Recipe: Multi-Provider Fallback¶

Status: Conceptual. This recipe describes a failover pattern. The declarative fallback_to config keys and the failover log output shown below are illustrative — they are not a validated config surface of the current TokenPak release, and the proxy does not emit those messages inline. Treat this as a design sketch, not a copy-paste runbook. Confirm any CLI command against tokenpak --help before relying on it.

What this solves: The pattern of routing requests to a backup provider when your primary provider experiences an outage or rate limit.

Prerequisites¶

TokenPak installed: pip install tokenpak
Valid API keys for the providers you intend to use
tokenpak CLI available in your shell (tokenpak --help)
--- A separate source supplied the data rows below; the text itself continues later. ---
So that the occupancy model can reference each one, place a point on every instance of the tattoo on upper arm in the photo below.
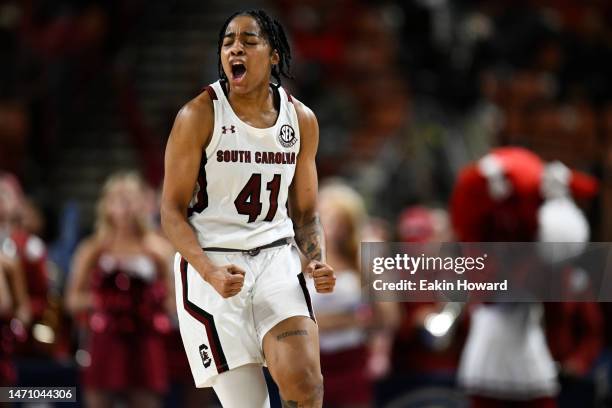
(292, 333)
(315, 400)
(309, 238)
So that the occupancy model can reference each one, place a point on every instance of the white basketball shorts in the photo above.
(221, 334)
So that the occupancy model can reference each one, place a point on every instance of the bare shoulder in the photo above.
(306, 116)
(88, 248)
(309, 127)
(195, 118)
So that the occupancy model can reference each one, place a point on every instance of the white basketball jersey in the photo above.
(240, 198)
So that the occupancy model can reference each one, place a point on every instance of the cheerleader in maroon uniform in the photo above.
(119, 276)
(14, 315)
(347, 325)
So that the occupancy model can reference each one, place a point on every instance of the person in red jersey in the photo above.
(240, 183)
(14, 315)
(18, 243)
(119, 277)
(512, 195)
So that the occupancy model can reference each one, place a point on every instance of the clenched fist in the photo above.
(226, 279)
(323, 276)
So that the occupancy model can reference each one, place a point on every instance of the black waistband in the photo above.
(252, 252)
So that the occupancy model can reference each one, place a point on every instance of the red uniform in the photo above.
(32, 255)
(7, 370)
(127, 326)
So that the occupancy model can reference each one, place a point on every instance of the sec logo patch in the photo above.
(286, 137)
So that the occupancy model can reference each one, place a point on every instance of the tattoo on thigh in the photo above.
(292, 333)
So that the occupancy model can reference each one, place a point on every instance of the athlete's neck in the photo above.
(256, 107)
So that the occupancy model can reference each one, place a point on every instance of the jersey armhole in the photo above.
(215, 137)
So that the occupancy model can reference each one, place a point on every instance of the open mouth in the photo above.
(238, 71)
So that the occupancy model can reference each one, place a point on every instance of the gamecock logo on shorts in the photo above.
(206, 360)
(286, 137)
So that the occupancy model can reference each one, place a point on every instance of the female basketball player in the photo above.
(240, 183)
(119, 276)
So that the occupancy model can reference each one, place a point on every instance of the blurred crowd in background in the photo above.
(407, 94)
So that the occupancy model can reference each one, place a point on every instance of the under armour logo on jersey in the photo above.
(225, 129)
(206, 360)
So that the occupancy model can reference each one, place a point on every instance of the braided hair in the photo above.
(273, 33)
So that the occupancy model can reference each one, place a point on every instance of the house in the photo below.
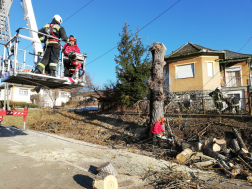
(23, 93)
(196, 68)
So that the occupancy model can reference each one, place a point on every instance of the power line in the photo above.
(138, 31)
(79, 10)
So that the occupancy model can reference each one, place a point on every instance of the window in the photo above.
(185, 71)
(63, 94)
(210, 69)
(23, 92)
(233, 76)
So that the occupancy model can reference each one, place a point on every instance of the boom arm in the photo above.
(31, 21)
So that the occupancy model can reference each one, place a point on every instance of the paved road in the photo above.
(33, 160)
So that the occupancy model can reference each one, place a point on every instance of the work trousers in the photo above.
(155, 139)
(50, 57)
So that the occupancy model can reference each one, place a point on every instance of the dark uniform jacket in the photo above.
(54, 30)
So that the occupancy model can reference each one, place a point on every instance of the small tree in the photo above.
(133, 67)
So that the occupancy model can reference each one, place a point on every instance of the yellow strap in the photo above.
(42, 65)
(53, 64)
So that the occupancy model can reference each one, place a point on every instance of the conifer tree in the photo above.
(133, 67)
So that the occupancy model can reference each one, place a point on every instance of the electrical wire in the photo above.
(138, 31)
(78, 10)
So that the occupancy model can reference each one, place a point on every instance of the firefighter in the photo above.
(217, 97)
(67, 50)
(52, 46)
(157, 132)
(234, 103)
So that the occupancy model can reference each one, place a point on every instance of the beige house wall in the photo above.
(200, 80)
(210, 83)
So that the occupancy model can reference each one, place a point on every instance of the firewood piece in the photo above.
(249, 178)
(194, 146)
(225, 170)
(213, 146)
(214, 154)
(222, 143)
(203, 164)
(237, 135)
(184, 155)
(235, 170)
(207, 157)
(105, 181)
(235, 145)
(108, 168)
(244, 153)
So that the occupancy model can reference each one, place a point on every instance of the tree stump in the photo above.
(184, 155)
(237, 135)
(156, 82)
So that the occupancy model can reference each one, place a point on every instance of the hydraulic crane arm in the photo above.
(31, 22)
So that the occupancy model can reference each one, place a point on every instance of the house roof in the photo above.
(191, 48)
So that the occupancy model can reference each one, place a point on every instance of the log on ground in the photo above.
(184, 155)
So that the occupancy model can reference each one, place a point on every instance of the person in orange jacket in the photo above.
(157, 131)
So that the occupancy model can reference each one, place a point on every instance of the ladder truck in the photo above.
(15, 71)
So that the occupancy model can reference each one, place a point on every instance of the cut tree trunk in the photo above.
(194, 146)
(214, 154)
(222, 143)
(213, 146)
(184, 155)
(203, 164)
(235, 145)
(237, 135)
(156, 82)
(105, 181)
(107, 168)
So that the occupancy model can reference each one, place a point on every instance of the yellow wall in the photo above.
(200, 79)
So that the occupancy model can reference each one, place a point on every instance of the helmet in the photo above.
(162, 120)
(58, 19)
(72, 38)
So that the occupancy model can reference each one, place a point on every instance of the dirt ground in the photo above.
(131, 133)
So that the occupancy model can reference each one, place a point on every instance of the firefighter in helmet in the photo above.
(217, 97)
(68, 49)
(52, 45)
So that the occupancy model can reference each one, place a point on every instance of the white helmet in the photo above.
(58, 19)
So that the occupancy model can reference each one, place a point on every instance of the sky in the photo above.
(215, 24)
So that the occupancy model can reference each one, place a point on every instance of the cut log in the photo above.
(184, 155)
(235, 170)
(108, 168)
(214, 154)
(235, 145)
(203, 164)
(213, 146)
(194, 146)
(244, 153)
(249, 178)
(105, 181)
(222, 143)
(237, 135)
(225, 170)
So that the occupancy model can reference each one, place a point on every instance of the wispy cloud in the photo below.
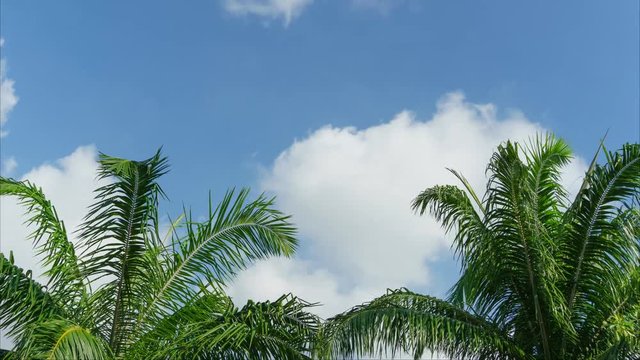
(8, 98)
(350, 192)
(287, 10)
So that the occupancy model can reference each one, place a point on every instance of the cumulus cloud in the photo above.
(8, 166)
(383, 6)
(8, 97)
(350, 189)
(287, 10)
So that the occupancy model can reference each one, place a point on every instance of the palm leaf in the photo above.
(65, 280)
(116, 234)
(237, 233)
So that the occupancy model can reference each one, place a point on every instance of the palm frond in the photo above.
(212, 328)
(594, 248)
(50, 241)
(60, 339)
(405, 321)
(23, 302)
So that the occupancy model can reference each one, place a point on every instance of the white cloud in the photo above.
(383, 6)
(287, 10)
(350, 190)
(8, 166)
(8, 98)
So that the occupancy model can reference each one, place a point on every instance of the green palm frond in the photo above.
(237, 233)
(213, 328)
(115, 235)
(59, 339)
(594, 247)
(65, 281)
(23, 302)
(556, 280)
(132, 294)
(405, 321)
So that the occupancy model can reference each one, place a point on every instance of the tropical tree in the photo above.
(542, 277)
(124, 291)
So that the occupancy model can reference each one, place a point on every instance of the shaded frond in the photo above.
(236, 233)
(116, 236)
(23, 302)
(405, 321)
(65, 281)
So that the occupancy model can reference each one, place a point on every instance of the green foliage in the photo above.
(127, 292)
(542, 277)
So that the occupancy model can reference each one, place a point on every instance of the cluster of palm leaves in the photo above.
(126, 291)
(543, 276)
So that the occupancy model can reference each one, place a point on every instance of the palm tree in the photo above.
(127, 292)
(541, 277)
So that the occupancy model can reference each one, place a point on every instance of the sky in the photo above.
(344, 110)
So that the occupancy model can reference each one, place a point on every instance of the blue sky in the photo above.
(225, 86)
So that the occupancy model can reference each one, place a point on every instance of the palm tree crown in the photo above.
(127, 292)
(541, 277)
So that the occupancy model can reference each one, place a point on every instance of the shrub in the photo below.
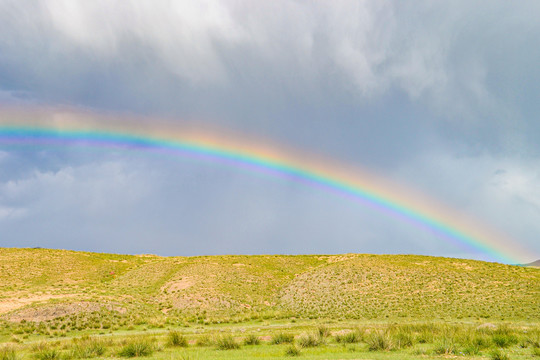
(175, 338)
(379, 341)
(309, 340)
(292, 351)
(402, 339)
(498, 355)
(323, 331)
(137, 349)
(348, 338)
(8, 353)
(227, 343)
(282, 338)
(252, 340)
(445, 347)
(88, 349)
(48, 354)
(471, 349)
(504, 340)
(204, 341)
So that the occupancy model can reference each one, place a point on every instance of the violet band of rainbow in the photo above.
(495, 247)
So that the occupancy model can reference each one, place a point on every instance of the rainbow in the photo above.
(88, 129)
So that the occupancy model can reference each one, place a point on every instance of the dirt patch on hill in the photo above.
(7, 305)
(182, 284)
(52, 311)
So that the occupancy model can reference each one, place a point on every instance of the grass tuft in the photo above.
(498, 355)
(227, 342)
(175, 338)
(292, 351)
(252, 340)
(137, 349)
(310, 340)
(8, 353)
(282, 338)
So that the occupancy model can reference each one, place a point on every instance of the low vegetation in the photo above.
(63, 305)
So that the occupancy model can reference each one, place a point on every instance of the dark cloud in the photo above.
(438, 96)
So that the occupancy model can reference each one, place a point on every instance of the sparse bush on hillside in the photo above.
(175, 338)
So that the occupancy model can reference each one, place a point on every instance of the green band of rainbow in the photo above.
(321, 176)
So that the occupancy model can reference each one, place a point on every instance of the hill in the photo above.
(534, 263)
(75, 289)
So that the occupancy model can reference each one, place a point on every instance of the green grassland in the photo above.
(57, 304)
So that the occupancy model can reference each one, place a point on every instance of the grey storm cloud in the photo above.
(439, 96)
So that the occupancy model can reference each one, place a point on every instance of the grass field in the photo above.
(57, 304)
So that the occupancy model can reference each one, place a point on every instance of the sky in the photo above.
(438, 97)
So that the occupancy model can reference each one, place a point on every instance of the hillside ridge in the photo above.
(45, 285)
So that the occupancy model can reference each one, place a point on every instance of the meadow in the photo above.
(57, 304)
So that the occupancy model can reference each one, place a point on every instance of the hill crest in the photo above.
(44, 284)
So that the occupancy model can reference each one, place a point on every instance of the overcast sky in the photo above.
(441, 97)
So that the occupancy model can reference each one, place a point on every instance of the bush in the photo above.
(323, 331)
(48, 354)
(8, 353)
(137, 349)
(402, 339)
(227, 343)
(498, 355)
(445, 347)
(348, 338)
(204, 341)
(89, 349)
(292, 351)
(309, 340)
(504, 340)
(252, 340)
(282, 338)
(379, 341)
(175, 338)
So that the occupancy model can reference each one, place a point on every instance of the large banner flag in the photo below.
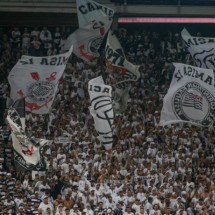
(121, 72)
(94, 22)
(202, 49)
(101, 109)
(119, 68)
(86, 43)
(93, 15)
(190, 98)
(36, 79)
(27, 151)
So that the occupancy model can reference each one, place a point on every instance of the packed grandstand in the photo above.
(150, 170)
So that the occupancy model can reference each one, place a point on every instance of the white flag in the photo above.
(101, 109)
(191, 96)
(92, 15)
(120, 69)
(27, 151)
(36, 79)
(86, 43)
(121, 72)
(202, 49)
(94, 22)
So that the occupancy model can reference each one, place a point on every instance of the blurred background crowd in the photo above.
(151, 170)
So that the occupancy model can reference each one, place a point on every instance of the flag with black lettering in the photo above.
(94, 22)
(119, 68)
(190, 98)
(202, 49)
(101, 109)
(27, 151)
(92, 15)
(36, 79)
(120, 71)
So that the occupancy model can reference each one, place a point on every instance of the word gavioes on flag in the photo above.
(36, 79)
(101, 109)
(190, 98)
(27, 151)
(202, 49)
(121, 72)
(94, 22)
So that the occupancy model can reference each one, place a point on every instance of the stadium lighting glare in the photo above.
(165, 20)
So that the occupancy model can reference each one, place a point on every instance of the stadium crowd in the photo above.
(151, 170)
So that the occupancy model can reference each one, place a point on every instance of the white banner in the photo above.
(119, 68)
(94, 22)
(92, 15)
(86, 43)
(27, 150)
(202, 49)
(36, 79)
(101, 109)
(190, 98)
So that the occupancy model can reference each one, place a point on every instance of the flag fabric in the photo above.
(86, 43)
(120, 71)
(94, 22)
(202, 49)
(36, 79)
(92, 15)
(190, 98)
(27, 151)
(101, 109)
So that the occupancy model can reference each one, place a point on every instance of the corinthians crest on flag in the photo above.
(190, 98)
(202, 49)
(36, 79)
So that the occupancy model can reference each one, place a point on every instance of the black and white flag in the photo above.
(121, 72)
(190, 98)
(94, 21)
(202, 49)
(27, 151)
(102, 111)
The pattern (illustrative config)¶

The idea is to declare a primary model and a fallback target so that a failed request retries against a different provider. The YAML below is a conceptual illustration of how such a config might read — it is not the validated schema of the shipped proxy:

# ILLUSTRATIVE ONLY — not a validated TokenPak config schema
providers:
  openai:
    type: openai
    api_key: ${OPENAI_API_KEY}
  anthropic:
    type: anthropic
    api_key: ${ANTHROPIC_API_KEY}

models:
  gpt-4:
    provider: openai
    # Conceptual: try OpenAI first, then Anthropic
    fallback_to: claude-3-sonnet
  claude-3-sonnet:
    provider: anthropic

What's real today¶

Start the proxy with tokenpak serve (default http://127.0.0.1:8766).
Validate a proxy config file with tokenpak config-check <file.json>. The shipped proxy config surface is a JSON file; for the server block, config-check recommends server: { port: 8766, host: '127.0.0.1' }. The elaborate fallback_to model graph above is not part of that validated surface.
TokenPak's proxy is a byte-preserving passthrough — it forwards request and response bodies verbatim. It does not inject failover status messages or extra fields into the response body.

A request against the proxy looks like:

tokenpak serve   # listens on http://127.0.0.1:8766

# In another terminal:
curl -X POST http://127.0.0.1:8766/v1/messages \
  -H "Content-Type: application/json" \
  -H "x-api-key: $ANTHROPIC_API_KEY" \
  -H "anthropic-version: 2023-06-01" \
  -d '{
    "model": "claude-3-5-sonnet-20241022",
    "max_tokens": 64,
    "messages": [{"role": "user", "content": "Say OK"}]
  }'

The response body is whatever the upstream provider returns, passed through unchanged.

Designing a fallback strategy¶

If you implement failover (in your application or via your own orchestration in front of the proxy), the principles below apply regardless of how the routing is configured:

Chain across different providers, not just different models of the same provider — an outage often takes out a whole provider.
Avoid fallback loops — never let a chain point back to a model already tried.
Pre-check every key in the chain so the fallback isn't itself unauthenticated.
Check the fallback's rate limits — a fallback with a much lower limit can become the new bottleneck during an incident.